Zur behaupteten Verletzung von Art. 10 EMRK
(93) Der Bf. brachte vor, seine strafrechtliche Verurteilung habe eine Verletzung seines Rechts auf Meinungsäußerungsfreiheit begründet [...].
Allgemeine Grundsätze
Wahrung des Ansehens der Gerichtsbarkeit
(128) Fragen betreffend das Funktionieren des Gerichtssystems, einer für jede demokratische Gesellschaft wesentlichen Institution, fallen in das öffentliche Interesse. In diesem Zusammenhang muss die spezielle Rolle der Gerichtsbarkeit in der Gesellschaft berücksichtigt werden. Als Garant der Gerechtigkeit, eines fundamentalen Werts in einem Rechtsstaat, muss sie das Vertrauen der Öffentlichkeit genießen, wenn sie ihre Aufgaben erfolgreich erfüllen soll. Es kann sich daher als notwendig erweisen, dieses Vertrauen gegen grob schädigende Angriffe zu verteidigen, die im Wesentlichen unbegründet sind, insbesondere angesichts der Tatsache, dass Richter, die kritisiert wurden, einer Verschwiegenheitspflicht unterliegen, die sie an einer Entgegnung hindert.
(131) Angesichts der Tatsache, dass Richter Teil einer wesentlichen Institution des Staates sind, können sie dennoch – abgesehen von grob schädigenden Angriffen, die im Wesentlichen unbegründet sind – innerhalb der erlaubten Grenzen persönlich kritisiert werden und nicht nur in einer theoretischen und generellen Weise.
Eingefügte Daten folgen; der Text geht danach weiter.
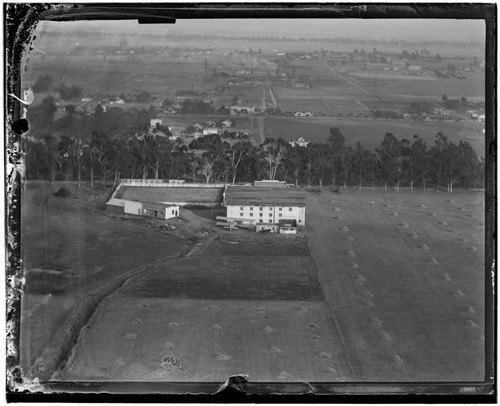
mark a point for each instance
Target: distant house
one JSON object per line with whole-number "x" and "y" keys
{"x": 154, "y": 121}
{"x": 266, "y": 204}
{"x": 375, "y": 66}
{"x": 301, "y": 142}
{"x": 234, "y": 110}
{"x": 208, "y": 131}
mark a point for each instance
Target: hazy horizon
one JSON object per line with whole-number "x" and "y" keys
{"x": 377, "y": 29}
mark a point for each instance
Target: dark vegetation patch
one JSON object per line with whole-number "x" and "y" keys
{"x": 263, "y": 268}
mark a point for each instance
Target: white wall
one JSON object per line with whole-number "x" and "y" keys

Wenn sie in ihrer amtlichen Funktion handeln, können sie daher weiteren Grenzen akzeptabler Kritik unterworfen sein als gewöhnliche Bürger.
Status und Meinungsäußerungsfreiheit von Anwälten
(132) Der besondere Status von Anwälten verleiht ihnen eine zentrale Rolle in der Gerichtsbarkeit als Vermittler zwischen der Öffentlichkeit und den Gerichten. Sie spielen daher eine Schlüsselrolle bei der Sicherstellung, dass die Gerichte [...] das Vertrauen der Öffentlichkeit genießen. [...]
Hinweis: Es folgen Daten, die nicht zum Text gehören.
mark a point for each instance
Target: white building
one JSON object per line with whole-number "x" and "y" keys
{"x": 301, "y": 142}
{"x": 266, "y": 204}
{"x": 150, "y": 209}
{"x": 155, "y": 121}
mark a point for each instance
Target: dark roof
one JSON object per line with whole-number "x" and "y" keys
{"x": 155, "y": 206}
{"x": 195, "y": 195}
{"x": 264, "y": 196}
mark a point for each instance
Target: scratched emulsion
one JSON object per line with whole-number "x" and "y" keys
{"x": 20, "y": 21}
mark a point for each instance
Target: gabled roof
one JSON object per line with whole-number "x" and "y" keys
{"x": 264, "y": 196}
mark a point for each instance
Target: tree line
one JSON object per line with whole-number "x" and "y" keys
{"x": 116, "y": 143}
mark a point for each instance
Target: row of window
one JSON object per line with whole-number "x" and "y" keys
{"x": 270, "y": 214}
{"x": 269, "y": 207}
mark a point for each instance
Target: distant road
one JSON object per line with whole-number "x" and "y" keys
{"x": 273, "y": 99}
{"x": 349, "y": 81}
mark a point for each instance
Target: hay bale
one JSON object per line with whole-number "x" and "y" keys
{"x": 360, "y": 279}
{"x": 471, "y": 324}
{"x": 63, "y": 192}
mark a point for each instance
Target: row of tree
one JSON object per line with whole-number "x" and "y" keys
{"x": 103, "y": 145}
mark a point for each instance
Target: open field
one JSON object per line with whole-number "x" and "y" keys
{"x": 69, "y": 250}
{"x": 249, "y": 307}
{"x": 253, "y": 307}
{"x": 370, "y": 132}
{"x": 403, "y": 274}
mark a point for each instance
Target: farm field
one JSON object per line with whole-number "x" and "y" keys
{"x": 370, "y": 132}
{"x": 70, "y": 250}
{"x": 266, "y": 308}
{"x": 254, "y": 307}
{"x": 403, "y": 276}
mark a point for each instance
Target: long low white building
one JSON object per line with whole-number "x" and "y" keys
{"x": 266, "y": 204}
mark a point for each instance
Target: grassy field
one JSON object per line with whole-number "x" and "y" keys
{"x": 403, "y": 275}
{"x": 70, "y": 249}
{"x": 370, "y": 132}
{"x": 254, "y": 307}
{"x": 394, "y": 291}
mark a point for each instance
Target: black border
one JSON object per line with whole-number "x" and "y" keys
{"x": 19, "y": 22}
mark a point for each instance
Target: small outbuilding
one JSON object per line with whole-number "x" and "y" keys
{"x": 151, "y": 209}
(133) Diese spezielle Rolle von Anwälten [...] bringt eine Reihe von Verpflichtungen mit sich, insbesondere hinsichtlich ihres Verhaltens. Während sie Einschränkungen in Hinblick auf ihr berufliches Verhalten unterliegen, das taktvoll, ehrlich und würdevoll sein muss, genießen sie auch exklusive Rechte und Privilegien [...], darunter üblicherweise auch einen gewissen Spielraum betreffend die vor Gericht verwendeten Argumente.
(134) Die Meinungsäußerungsfreiheit ist folglich auch auf Anwälte anwendbar. Sie umfasst nicht nur den Inhalt der geäußerten Ideen und Informationen, sondern auch die Form, in der sie vermittelt werden. Anwälte sind insbesondere berechtigt, die Arbeit der Gerichtsbarkeit öffentlich zu kommentieren, vorausgesetzt, ihre Kritik überschreitet nicht gewisse Grenzen. [...]
(136) Es ist jedoch danach zu unterscheiden, ob sich der Anwalt im Gerichtssaal oder anderswo geäußert hat.
(137) Was erstens das Verhalten im Gerichtssaal betrifft, kann die Meinungsäußerungsfreiheit des Anwalts auch eine Frage des Rechts seines Mandanten auf ein faires Verfahren aufwerfen. Auch der Grundsatz der Fairness spricht daher für einen freien und starken Austausch der Argumente zwischen den Parteien. [...]
(138) Der GH wendet sich nun außerhalb des Gerichtssaals gemachten Äußerungen zu und erinnert daran, das die Verteidigung eines Mandanten auch mittels Äußerungen in der Presse oder in den Fernsehnachrichten verfolgt werden kann [...]. Ein Anwalt kann nicht für alles verantwortlich gemacht werden, was in Form eines »Interviews« veröffentlicht wird, insbesondere wenn die Presse die Äußerungen bearbeitet und er oder sie bestimmte Aussagen bestritten hat. [...]
Anwendung im vorliegenden Fall
(141) Wie der GH zunächst feststellt, ist unbestritten, dass die strafrechtliche Verurteilung des Bf. einen Eingriff in die Ausübung seines durch Art. 10 EMRK garantierten Rechts auf Meinungsäußerungsfreiheit darstellte. Dies ist auch die Ansicht des GH.
(142) Der GH bemerkt weiters, dass der Eingriff gesetzlich vorgesehen war [...].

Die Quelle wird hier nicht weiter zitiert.